Los Angeles — The Westfield Group has formed a joint partnership with the Canada Pension Plan Investment Board (CPPIB) in a portfolio of 12 malls in the United States currently owned by Westfield. CPPIB will invest $4.8 billion to own 45 percent of the centers in a transaction that will close during the first quarter.
The 1 million-square-foot Westfield Culver City is included in the transaction with CPPIB.Westfield will continue to act as managing general partner for the joint venture and will be responsible for property management, leasing and development.
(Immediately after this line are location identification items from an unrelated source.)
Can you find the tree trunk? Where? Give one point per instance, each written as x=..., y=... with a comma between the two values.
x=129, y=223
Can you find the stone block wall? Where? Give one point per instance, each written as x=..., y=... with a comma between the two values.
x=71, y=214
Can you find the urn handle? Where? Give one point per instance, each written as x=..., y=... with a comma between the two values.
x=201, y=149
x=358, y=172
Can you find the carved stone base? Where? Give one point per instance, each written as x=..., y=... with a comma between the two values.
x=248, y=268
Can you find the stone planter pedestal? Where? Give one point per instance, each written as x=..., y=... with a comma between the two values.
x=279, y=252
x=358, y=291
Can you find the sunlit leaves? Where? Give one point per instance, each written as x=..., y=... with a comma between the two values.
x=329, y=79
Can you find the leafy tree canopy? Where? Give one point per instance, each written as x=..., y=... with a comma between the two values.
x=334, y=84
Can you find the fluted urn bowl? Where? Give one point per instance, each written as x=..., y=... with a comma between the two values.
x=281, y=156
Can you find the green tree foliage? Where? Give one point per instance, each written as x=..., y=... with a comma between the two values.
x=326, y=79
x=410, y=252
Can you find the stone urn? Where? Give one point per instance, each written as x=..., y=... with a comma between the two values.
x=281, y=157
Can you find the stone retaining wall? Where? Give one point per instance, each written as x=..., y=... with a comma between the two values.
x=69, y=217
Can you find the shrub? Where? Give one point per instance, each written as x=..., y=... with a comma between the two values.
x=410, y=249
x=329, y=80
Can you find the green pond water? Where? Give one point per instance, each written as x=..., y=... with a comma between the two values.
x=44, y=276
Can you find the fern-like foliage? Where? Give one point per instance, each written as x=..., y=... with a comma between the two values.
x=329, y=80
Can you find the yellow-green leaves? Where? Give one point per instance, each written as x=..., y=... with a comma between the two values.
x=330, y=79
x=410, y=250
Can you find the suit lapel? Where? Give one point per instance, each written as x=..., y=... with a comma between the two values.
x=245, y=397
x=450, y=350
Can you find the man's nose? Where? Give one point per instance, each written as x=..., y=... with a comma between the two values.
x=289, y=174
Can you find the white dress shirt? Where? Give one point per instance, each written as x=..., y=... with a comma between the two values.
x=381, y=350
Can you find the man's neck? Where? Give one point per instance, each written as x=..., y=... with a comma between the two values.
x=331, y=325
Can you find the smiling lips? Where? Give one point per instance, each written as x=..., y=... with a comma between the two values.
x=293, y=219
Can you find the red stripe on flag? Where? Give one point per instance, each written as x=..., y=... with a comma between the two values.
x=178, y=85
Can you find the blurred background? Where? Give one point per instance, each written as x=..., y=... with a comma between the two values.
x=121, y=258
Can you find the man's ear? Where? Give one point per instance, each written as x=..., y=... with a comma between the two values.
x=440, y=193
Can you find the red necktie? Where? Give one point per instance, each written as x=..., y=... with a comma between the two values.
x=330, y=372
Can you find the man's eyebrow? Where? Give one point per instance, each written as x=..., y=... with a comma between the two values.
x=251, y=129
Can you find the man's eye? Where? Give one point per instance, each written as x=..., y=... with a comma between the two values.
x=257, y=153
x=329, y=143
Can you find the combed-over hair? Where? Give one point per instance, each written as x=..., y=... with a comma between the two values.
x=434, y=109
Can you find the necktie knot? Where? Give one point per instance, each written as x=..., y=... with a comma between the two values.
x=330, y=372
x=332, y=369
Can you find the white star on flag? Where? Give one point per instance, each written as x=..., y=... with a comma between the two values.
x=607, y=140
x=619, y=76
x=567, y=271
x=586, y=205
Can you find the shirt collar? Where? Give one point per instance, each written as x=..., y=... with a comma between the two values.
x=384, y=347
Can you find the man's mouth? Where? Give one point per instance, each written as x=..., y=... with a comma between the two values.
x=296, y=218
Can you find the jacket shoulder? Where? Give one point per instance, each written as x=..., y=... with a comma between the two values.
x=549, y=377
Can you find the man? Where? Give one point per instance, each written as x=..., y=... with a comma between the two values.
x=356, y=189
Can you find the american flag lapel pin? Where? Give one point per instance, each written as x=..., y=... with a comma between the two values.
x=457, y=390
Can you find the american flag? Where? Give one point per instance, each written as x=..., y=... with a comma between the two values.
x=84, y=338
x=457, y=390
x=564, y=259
The transaction also increases the number of centers that Westfield holds in joint ventures in the U.S. to 19, representing 50 percent of the value of its U.S. portfolio.
"This transaction continues the Group's strategy of creating value through the introduction of joint venture partners into our assets globally," said Westfield co-CEO Peter Lowy in a statement. "This joint venture represents CPPIB's largest real estate investment globally to date and we are pleased to have expanded our long term relationship with them."
Included in the transaction are Westfield Culver City near Los Angeles; Westfield Horton Plaza in San Diego; Westfield Annapolis in Annapolis, Md.; Westfield Oakridge in San Jose, Calif.; Westfield Topanga in Canoga Park, Calif.; and Westfield Santa Anita in Arcadia, Calif. The centers have a combined area of 13.53 million square feet. Included in those figures is an interest in West Valley, a development site scheduled for more than 1 million square feet of mixed-use space. The site is located between Westfield Topanga and Westfield Promenade.
The sale will generate $1.85 billion net cash to Westfield after the assumption by CPPIB of property related debt.